3. **P-value**: $p = \text{mean}(|D_\text{exp}| > |D_\text{obs}|)$.

This differs from the original MR-PRESSO R implementation, which in some cases samples from the full dataset (including outliers) for the expected-bias regressions and was inconsistent with the paper's description.

### Output structure

`Geno.MRpresso()` returns four objects:
- `mod_table`: a small results table (`Raw` and `Outlier-corrected` rows; IVW model),
- `GlobalTest`: RSS and global p-value,
- `OutlierTest`: per-variant outlier p-values (empty if the global test is not significant); SNP IDs as row labels,
- `BiasTest`: distortion test result dictionary containing `"outliers_indices"` (SNP IDs), `"distortion_test_coefficient"`, and `"distortion_test_p"` (empty if distortion test was not run).

If outliers are found, `genal` stores the outlier-removed harmonized table and allows rerunning MR with `Geno.MR(use_mrpresso_data=True)`.

## Colocalization (ABF)

Implementation: {py:func}`genal.colocalization.coloc_abf_func`.

For each trait and each variant, `genal` computes an approximate Bayes factor (ABF) from regression estimates.

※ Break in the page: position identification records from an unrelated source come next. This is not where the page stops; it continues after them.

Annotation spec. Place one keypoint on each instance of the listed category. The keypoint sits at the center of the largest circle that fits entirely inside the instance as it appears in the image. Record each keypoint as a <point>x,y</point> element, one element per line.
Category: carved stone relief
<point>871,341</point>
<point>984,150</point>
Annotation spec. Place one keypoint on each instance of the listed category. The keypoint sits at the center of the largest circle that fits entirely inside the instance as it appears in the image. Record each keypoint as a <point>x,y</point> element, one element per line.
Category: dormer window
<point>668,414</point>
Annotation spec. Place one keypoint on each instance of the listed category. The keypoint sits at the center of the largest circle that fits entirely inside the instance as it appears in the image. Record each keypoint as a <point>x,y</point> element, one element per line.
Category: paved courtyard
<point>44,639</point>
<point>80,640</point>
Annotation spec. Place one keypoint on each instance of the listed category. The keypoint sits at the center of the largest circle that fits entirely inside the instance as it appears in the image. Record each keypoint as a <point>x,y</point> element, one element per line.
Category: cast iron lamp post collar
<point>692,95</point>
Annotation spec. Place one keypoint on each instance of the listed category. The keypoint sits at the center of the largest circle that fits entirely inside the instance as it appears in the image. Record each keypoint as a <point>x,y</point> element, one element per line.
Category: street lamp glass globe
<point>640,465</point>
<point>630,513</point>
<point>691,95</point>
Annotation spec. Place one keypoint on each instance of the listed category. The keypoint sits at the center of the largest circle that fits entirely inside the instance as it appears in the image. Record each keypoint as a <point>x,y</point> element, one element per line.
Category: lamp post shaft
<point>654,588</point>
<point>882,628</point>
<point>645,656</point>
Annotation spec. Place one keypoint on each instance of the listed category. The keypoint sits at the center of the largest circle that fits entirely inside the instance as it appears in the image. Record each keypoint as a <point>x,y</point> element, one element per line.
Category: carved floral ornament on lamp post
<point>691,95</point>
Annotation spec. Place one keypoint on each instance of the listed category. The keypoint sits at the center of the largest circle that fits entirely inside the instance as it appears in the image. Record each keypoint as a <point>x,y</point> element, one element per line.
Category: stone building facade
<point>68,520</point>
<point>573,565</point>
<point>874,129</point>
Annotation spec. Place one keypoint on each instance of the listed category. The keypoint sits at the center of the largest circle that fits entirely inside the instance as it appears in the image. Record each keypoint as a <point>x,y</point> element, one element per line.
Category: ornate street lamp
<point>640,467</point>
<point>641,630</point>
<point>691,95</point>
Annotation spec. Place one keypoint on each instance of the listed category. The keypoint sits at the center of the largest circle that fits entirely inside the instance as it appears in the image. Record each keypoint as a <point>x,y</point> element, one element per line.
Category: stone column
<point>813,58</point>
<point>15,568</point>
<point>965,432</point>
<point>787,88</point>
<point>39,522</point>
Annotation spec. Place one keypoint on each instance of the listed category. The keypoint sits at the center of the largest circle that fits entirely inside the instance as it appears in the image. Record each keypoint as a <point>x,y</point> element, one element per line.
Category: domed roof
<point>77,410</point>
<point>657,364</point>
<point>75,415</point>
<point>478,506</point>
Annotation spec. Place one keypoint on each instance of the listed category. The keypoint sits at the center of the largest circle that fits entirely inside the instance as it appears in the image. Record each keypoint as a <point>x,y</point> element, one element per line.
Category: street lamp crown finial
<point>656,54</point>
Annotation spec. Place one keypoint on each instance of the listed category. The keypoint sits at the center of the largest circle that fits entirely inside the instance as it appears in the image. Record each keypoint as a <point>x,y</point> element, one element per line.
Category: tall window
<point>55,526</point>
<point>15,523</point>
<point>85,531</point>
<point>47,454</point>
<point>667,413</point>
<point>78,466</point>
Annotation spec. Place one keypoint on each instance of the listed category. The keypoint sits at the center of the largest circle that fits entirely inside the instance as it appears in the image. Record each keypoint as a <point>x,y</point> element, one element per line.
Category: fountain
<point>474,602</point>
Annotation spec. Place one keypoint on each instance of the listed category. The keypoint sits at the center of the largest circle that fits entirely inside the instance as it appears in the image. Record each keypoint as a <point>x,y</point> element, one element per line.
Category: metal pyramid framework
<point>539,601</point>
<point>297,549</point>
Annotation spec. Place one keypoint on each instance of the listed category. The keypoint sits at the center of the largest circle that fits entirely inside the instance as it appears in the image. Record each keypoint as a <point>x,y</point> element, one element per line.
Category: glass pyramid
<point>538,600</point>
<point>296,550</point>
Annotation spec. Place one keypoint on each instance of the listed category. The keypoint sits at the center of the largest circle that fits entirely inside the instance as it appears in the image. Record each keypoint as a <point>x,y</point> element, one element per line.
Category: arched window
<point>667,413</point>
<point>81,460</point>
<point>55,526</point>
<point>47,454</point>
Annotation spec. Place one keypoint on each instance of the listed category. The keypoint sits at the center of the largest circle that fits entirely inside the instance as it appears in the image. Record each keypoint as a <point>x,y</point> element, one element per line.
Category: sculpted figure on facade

Let:

```{math}
z = \frac{\beta}{\sqrt{\mathrm{var}(\beta)}}
```

and let the prior standard deviation be:

- quantitative trait: $sd_\mathrm{prior} = 0.15 \cdot sd_Y$
- case-control trait: $sd_\mathrm{prior} = 0.2$

Then, with $r = \frac{sd_\mathrm{prior}^2}{sd_\mathrm{prior}^2 + \mathrm{var}(\beta)}$, the log-ABF is:

```{math}
\log(\mathrm{ABF}) = \frac{1}{2}\left(\log(1-r) + r z^2\right)
```

`genal` combines per-trait ABFs to compute posterior probabilities for hypotheses $H_0$–$H_4$ (no association, trait1 only, trait2 only, both traits but different variants, both traits and shared variant) using priors `p1`, `p2`, `p12`.

Practical note: colocalization is usually done on a **locus/region**, not genome-wide, and requires careful choice of priors and trait type (`quant` vs `cc`).